With regard to the variant significantly associated with radiographic progression in this study, it has not previously been associated with any other immune-mediated diseases. Moreover, other SNPs in complete LD with rs76523431 (rs114152040, rs113233093, rs116154382, and rs112110624) also have not previously been associated with any condition (data obtained from SNAP in 1000 Genomes Project Pilot 1 [51]). However, one of those SNPs (rs112110624) is located in the binding site of two transcription factors (TFAP2A and TFAP2C) [26]. It is possible that this variant affects the binding of any of these transcription factors, and therefore it could alter the expression of EP4. We could speculate that rs112110624 is the polymorphism driving the association of PTGER4 with RA severity, although it cannot be ruled out that rs76523431 or any other SNP in LD is the real causal variant of this association. We also used miRBASE [52] to assess if any SNP was located in or near a described miRNA. Unfortunately, no miRNA has been described in that region.

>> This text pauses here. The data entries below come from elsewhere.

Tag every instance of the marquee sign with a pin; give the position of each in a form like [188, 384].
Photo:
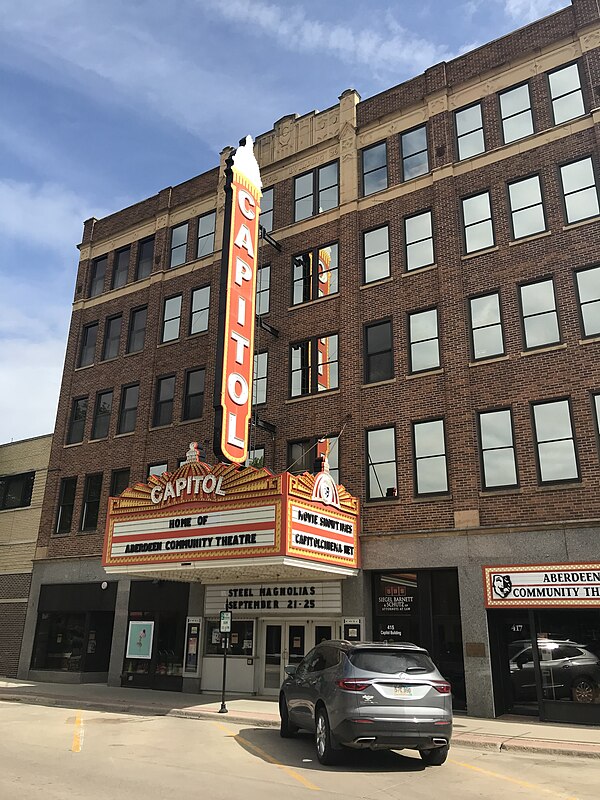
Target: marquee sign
[207, 517]
[542, 586]
[237, 305]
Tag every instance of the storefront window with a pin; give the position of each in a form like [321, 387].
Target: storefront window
[241, 639]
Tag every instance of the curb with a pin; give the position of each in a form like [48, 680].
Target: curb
[472, 741]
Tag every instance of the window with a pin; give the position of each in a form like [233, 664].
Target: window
[263, 286]
[259, 381]
[469, 131]
[145, 259]
[381, 460]
[526, 207]
[413, 146]
[97, 276]
[515, 111]
[206, 234]
[477, 219]
[119, 481]
[266, 210]
[305, 379]
[374, 168]
[431, 475]
[377, 254]
[102, 412]
[424, 340]
[88, 345]
[121, 268]
[77, 421]
[486, 326]
[540, 318]
[128, 409]
[418, 237]
[91, 501]
[137, 330]
[557, 459]
[310, 283]
[588, 290]
[178, 245]
[163, 402]
[579, 190]
[566, 94]
[499, 467]
[193, 401]
[66, 501]
[316, 191]
[15, 490]
[112, 338]
[171, 319]
[379, 355]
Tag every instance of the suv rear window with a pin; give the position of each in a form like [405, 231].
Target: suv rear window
[390, 662]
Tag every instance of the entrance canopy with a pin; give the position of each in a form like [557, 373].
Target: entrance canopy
[224, 523]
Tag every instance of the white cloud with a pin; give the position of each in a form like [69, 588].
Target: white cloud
[524, 11]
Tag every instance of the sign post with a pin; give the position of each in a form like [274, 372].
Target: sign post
[225, 631]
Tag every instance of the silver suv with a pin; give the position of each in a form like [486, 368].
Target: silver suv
[368, 695]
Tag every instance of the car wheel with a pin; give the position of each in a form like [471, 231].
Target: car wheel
[584, 691]
[287, 729]
[435, 757]
[327, 752]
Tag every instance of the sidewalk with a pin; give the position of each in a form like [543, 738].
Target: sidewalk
[508, 734]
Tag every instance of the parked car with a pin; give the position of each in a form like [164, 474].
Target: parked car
[570, 671]
[368, 695]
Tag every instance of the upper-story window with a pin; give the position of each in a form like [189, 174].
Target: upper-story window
[88, 345]
[263, 287]
[526, 207]
[97, 276]
[418, 238]
[413, 146]
[374, 168]
[206, 234]
[145, 258]
[515, 111]
[540, 317]
[477, 220]
[15, 490]
[199, 310]
[316, 191]
[171, 319]
[315, 274]
[579, 190]
[178, 245]
[469, 131]
[121, 268]
[487, 339]
[566, 94]
[266, 209]
[314, 366]
[588, 290]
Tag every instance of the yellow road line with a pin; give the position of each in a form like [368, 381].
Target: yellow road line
[268, 757]
[525, 784]
[77, 744]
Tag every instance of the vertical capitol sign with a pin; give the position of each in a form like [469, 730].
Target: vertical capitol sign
[237, 305]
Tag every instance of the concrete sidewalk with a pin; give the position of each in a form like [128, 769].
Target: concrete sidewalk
[510, 734]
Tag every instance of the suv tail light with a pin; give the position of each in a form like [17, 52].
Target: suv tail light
[353, 685]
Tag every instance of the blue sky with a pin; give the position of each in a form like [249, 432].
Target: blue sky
[105, 103]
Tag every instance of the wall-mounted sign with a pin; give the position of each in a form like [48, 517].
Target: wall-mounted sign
[235, 349]
[543, 585]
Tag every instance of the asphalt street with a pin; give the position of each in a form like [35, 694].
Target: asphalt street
[60, 753]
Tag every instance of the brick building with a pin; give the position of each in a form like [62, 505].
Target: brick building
[439, 260]
[23, 472]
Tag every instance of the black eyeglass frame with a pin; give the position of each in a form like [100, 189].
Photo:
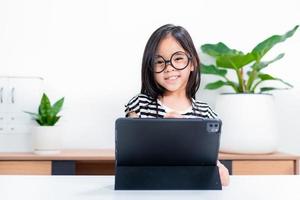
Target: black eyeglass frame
[170, 61]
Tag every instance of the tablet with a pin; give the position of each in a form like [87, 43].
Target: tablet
[144, 145]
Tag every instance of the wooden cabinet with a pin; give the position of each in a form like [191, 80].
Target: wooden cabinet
[102, 162]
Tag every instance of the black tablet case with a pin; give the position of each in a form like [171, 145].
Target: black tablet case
[167, 154]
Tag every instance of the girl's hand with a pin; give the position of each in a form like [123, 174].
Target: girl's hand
[224, 174]
[173, 115]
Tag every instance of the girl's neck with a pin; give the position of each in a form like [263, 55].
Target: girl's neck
[176, 101]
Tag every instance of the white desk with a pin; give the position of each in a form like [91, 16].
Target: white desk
[101, 188]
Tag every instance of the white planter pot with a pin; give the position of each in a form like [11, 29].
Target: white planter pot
[249, 123]
[46, 139]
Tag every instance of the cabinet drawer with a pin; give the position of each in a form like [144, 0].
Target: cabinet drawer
[25, 168]
[263, 167]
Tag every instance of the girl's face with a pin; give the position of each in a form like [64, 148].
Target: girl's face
[173, 80]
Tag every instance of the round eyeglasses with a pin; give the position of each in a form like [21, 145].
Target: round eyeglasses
[179, 60]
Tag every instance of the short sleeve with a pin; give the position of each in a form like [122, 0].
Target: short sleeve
[211, 113]
[133, 106]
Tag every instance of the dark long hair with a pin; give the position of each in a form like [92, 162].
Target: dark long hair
[149, 86]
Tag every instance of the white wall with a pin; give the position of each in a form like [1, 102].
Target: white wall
[91, 51]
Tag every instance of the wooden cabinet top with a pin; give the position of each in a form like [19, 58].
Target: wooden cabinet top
[109, 155]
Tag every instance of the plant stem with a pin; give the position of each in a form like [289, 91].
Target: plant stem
[240, 79]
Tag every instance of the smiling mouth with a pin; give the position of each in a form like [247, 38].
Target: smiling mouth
[172, 77]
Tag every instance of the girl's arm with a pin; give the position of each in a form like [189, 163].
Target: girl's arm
[224, 174]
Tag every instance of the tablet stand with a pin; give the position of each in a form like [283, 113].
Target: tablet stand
[167, 178]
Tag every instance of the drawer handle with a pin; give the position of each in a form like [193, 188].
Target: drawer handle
[1, 95]
[13, 95]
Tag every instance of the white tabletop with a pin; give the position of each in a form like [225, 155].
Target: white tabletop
[101, 188]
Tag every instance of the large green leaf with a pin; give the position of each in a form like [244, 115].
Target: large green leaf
[45, 105]
[57, 106]
[262, 65]
[234, 62]
[212, 69]
[262, 48]
[219, 49]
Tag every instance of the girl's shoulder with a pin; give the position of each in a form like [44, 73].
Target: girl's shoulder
[138, 103]
[205, 109]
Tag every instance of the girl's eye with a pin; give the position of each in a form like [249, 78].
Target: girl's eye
[159, 62]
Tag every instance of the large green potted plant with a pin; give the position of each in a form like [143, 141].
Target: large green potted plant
[46, 135]
[248, 111]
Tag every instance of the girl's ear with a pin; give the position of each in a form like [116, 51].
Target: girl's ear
[192, 68]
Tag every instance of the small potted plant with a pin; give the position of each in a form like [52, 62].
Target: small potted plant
[248, 111]
[46, 135]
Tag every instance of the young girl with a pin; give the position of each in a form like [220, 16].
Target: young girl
[170, 80]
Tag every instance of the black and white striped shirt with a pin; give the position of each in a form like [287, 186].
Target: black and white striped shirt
[147, 107]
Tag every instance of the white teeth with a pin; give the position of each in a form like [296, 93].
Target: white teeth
[172, 78]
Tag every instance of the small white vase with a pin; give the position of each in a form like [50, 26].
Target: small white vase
[249, 123]
[46, 139]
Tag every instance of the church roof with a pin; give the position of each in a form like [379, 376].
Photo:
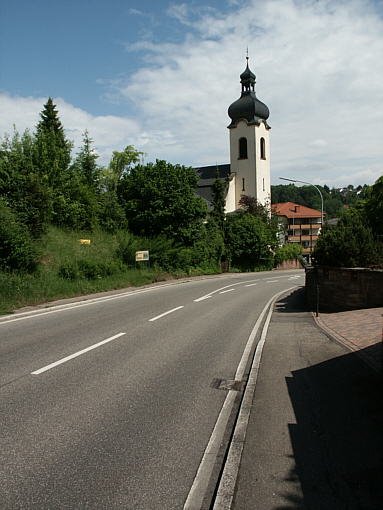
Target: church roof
[207, 176]
[248, 106]
[292, 210]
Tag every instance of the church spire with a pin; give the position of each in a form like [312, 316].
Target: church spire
[247, 77]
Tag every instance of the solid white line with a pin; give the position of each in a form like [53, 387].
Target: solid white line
[200, 484]
[70, 306]
[83, 351]
[222, 288]
[201, 299]
[226, 489]
[166, 313]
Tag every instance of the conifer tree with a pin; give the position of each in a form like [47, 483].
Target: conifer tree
[217, 213]
[53, 148]
[86, 161]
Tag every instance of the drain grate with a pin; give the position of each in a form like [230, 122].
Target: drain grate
[226, 384]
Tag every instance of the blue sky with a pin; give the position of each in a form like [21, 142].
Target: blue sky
[161, 74]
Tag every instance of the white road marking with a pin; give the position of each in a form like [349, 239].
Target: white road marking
[79, 353]
[70, 306]
[221, 288]
[202, 299]
[197, 492]
[166, 313]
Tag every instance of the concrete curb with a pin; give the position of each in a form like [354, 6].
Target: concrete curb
[373, 363]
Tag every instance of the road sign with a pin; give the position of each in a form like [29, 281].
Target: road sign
[142, 255]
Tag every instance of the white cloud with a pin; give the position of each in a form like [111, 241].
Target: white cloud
[108, 132]
[318, 67]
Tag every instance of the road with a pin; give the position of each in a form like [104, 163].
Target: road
[112, 402]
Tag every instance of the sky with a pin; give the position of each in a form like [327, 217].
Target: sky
[160, 75]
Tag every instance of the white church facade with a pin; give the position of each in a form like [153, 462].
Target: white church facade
[249, 170]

With regard to the limitations of our study, it is important to point out the presence of clinical heterogeneity among cohorts, such as differences in cohort size, number of X-rays per patient, year of disease onset, presence of ACPA, follow-up duration, and whether the feet were included in the radiological joint damage assessment. To account for these factors, first we analyzed each cohort individually, adjusting for most of these variables. Then we combined the results with inverse-variance–weighted meta-analysis, which gives, in the pooled results, a higher weight to those cohorts with more precise results.

Also, X-rays in some cohorts were obtained at standardized time points (PEARL, PAZ, EAC, and Wichita), whereas in others (HCSC-RAC and NDB) X-rays were taken when requested by the patient’s rheumatologist as deemed necessary and not as part of a protocol.

Finally, the PTGER4 rs76523431 variant has a low MAF (HCSC-RAC 1.8 %, PEARL 4.3 %, PAZ 1.2 %, EAC 2.1 %, NDB 2.0 %, and Wichita 1.5 %), and therefore it has a lower power to detect weak effects than loci with higher MAFs. However, it is important to take into account that this is an exploratory result, and future studies need to be performed to verify that this is not a spurious association.

Conclusions

The results reported in this article suggest that the PTGER4 variant rs76523431 could be associated with greater radiographic progression in Caucasian patients with RA. Further studies are necessary to fully elucidate the effect of this and other SNPs in PTGER4 expression.